For the rest of us, the relentless feel-goodery from the HopeChangeiac has been so total that I believe I have actually developed a rash which, in the right light, looks like it spells hope in flowers.
However, like Senator Obama's friends, coworkers, religious figures, and family members, that unity message has been thrown under the bus. Senator Obama's many bus escapades are surely contributing a near un-offsettable carbon footprint.

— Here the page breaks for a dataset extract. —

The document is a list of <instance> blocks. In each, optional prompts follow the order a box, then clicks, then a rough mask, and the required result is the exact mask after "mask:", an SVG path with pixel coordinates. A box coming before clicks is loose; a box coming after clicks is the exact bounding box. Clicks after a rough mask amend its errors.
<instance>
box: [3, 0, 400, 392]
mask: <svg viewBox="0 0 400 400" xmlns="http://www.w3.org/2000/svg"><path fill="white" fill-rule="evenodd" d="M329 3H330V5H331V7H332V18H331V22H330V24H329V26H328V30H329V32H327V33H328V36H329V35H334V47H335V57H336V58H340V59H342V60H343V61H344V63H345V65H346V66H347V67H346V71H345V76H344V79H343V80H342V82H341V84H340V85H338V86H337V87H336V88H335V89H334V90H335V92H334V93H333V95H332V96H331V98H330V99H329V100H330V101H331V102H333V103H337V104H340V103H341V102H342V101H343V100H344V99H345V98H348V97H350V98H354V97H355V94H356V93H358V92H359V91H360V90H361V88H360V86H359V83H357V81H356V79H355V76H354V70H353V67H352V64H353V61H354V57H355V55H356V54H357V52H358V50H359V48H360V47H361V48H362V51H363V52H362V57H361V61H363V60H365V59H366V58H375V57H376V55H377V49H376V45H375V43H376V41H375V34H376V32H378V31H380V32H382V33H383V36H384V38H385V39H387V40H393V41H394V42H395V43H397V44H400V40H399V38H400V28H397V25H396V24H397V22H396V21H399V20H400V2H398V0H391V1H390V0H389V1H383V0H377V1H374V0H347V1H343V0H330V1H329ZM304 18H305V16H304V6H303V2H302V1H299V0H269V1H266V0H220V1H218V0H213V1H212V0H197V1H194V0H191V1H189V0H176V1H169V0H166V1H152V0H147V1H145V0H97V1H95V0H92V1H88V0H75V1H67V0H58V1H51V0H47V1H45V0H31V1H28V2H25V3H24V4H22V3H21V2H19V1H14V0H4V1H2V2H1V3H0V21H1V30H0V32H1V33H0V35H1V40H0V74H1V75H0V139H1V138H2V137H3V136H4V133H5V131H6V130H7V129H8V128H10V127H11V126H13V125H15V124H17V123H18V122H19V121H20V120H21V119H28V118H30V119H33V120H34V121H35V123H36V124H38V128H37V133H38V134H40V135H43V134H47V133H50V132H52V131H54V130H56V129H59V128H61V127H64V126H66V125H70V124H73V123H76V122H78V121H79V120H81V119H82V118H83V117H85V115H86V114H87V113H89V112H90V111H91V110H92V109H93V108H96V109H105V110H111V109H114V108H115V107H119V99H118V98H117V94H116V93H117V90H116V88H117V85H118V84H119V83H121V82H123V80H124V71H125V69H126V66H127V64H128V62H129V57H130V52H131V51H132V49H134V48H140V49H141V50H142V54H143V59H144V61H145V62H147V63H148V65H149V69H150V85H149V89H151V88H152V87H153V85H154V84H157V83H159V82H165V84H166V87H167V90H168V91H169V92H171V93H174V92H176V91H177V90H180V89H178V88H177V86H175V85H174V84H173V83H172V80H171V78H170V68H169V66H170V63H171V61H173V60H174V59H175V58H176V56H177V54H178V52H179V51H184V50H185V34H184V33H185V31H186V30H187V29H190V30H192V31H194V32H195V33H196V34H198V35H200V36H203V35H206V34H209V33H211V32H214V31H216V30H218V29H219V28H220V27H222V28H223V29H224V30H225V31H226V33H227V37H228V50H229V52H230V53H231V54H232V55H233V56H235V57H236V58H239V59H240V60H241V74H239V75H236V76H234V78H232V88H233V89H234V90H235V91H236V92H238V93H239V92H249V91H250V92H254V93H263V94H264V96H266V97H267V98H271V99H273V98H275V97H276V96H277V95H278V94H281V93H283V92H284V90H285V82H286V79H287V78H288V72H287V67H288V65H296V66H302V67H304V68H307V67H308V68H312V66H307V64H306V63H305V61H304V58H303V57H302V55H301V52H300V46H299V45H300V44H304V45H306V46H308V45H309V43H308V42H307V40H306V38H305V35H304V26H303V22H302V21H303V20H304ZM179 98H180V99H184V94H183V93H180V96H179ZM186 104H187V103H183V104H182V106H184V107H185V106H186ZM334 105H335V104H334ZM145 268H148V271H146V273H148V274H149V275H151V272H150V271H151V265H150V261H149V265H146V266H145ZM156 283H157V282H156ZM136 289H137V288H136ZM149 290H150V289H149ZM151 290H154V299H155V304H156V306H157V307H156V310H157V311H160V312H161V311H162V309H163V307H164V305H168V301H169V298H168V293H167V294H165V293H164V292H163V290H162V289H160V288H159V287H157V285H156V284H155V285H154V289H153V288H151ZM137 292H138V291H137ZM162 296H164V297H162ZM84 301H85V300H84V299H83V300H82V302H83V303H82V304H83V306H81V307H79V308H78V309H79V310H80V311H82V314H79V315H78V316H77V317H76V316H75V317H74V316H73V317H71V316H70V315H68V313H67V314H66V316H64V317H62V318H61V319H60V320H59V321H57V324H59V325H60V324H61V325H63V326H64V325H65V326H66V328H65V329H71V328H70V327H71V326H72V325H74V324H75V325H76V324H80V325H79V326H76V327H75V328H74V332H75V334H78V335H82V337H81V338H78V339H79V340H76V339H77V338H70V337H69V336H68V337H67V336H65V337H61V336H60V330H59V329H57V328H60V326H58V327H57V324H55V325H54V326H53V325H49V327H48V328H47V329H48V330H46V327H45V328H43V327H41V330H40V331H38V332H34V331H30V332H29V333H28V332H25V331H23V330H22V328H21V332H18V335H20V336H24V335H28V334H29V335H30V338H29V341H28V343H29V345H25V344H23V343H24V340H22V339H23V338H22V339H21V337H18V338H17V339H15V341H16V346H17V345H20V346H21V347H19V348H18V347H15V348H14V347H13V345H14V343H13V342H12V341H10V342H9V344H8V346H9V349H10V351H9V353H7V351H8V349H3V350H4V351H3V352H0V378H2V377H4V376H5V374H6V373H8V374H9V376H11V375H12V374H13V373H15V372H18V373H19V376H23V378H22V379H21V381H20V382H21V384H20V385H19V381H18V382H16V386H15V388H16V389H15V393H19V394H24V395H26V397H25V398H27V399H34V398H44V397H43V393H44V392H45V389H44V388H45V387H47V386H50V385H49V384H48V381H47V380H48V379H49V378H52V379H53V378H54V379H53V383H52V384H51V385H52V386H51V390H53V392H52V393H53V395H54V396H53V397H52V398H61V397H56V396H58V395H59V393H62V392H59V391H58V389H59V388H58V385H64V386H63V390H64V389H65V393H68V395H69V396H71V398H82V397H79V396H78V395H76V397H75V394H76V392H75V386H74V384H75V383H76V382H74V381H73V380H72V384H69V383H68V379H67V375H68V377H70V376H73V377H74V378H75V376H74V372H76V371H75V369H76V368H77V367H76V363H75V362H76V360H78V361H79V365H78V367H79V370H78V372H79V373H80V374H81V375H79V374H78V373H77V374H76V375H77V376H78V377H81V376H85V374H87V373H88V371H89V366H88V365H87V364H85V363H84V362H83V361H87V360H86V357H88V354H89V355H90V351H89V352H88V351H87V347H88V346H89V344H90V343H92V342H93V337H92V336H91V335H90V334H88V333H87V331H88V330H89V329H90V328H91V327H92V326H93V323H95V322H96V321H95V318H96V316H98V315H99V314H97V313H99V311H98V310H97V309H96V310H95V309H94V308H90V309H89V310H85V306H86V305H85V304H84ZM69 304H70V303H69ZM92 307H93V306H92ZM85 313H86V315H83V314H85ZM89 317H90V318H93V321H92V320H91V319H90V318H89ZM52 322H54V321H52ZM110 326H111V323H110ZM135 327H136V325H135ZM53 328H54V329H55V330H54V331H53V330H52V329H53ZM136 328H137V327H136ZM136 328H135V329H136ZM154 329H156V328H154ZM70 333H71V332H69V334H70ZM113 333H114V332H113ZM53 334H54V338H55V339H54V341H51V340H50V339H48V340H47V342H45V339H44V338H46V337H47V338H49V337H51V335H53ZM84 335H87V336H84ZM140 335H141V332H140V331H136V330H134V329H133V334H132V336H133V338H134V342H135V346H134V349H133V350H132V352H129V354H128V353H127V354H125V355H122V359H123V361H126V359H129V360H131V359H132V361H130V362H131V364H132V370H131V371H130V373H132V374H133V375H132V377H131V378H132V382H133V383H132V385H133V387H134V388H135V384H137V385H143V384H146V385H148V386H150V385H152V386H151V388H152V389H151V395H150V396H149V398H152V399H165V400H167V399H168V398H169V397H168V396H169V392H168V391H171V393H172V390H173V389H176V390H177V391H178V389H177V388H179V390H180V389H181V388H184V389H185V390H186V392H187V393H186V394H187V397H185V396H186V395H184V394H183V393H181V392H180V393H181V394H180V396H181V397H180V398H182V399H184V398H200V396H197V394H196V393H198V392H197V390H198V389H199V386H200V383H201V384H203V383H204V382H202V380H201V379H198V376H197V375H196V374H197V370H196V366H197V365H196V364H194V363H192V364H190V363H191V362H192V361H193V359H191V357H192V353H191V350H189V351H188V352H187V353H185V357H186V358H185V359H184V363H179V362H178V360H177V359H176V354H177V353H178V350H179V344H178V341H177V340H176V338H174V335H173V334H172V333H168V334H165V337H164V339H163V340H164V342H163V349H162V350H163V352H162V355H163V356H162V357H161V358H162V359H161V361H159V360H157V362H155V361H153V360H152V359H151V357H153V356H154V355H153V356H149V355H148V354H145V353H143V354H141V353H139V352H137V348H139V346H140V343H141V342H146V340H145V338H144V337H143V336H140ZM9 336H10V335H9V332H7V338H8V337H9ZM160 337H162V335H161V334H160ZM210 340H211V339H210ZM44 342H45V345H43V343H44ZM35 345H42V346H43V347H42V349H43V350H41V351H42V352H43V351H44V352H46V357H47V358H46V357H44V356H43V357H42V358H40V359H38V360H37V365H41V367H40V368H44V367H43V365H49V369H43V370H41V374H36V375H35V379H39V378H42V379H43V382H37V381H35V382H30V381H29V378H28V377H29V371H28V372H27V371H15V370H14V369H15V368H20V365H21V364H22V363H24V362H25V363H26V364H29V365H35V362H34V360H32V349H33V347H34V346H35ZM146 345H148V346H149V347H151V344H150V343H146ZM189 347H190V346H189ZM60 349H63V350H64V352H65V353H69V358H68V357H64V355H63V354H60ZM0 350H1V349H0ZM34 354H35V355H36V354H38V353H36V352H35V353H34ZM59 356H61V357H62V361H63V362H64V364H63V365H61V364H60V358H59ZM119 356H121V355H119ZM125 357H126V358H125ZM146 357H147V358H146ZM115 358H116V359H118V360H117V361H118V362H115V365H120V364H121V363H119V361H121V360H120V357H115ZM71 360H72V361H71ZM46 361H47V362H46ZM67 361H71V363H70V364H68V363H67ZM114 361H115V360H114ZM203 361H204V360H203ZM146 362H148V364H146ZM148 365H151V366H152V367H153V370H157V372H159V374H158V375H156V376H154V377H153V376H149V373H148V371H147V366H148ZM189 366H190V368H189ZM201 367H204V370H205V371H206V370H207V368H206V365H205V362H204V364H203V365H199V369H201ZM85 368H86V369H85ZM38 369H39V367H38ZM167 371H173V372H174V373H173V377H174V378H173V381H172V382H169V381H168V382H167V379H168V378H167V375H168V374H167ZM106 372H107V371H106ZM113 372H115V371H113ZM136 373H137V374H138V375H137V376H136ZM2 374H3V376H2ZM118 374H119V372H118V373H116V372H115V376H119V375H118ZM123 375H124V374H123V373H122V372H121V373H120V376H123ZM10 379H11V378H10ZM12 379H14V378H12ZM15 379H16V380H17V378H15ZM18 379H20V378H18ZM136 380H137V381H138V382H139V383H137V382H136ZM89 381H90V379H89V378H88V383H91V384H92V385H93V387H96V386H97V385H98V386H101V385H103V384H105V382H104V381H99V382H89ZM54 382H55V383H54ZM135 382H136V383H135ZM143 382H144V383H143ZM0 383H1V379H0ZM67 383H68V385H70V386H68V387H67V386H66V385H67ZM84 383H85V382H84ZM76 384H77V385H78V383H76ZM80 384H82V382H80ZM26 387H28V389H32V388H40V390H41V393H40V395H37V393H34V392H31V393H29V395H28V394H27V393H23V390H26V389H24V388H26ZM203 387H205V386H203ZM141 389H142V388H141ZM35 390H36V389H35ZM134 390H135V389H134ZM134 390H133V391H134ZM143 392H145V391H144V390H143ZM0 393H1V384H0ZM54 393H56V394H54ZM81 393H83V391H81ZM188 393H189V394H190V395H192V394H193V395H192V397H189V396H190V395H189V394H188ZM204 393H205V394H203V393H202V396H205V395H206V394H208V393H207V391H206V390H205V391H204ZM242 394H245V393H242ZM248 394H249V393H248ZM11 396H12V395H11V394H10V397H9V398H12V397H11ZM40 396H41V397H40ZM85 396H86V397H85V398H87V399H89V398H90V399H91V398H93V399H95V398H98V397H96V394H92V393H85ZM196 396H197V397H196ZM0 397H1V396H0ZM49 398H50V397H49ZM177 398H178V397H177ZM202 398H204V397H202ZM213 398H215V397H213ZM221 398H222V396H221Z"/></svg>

Addressing the possibility of Republican attacks against him to a crowd in the City of Brotherly Love yesterday, Senator Obama said "they bring a knife to the fight, we bring a gun." My, I feel so transformed. I guess that's what you call post-post-partisan. The Barack that Barack used to know had a different message:
"I chose to run ... because I believed that Americans of every political stripe were hungry for a new kind of politics, a politics that focused not just on how to win but why we should, a politics that focused on those values and ideals that we held in common as Americans... "
Ahh, memories.
Of course, the rhetoric has long been undermined by deeds, as the campaign has used distortion and age-mongering against Senator McCain for months.
Still, it's amusing that one of the "guns" Senator Obama has drawn is his "Fight the Smears" website, (presumably the product of his crack cybernauts) which is prominently headed with a quote from Senator Obama: "What you won't hear from this campaign or this party is the kind of politics that uses religion as a wedge, and patriotism as a bludgeon -- that sees our opponents not as competitors to challenge, but enemies to demonize. Because we may call ourselves Democrats and Republicans, but we are Americans first. We are always Americans first."
We are always Americans first. At least, the we that he used to know.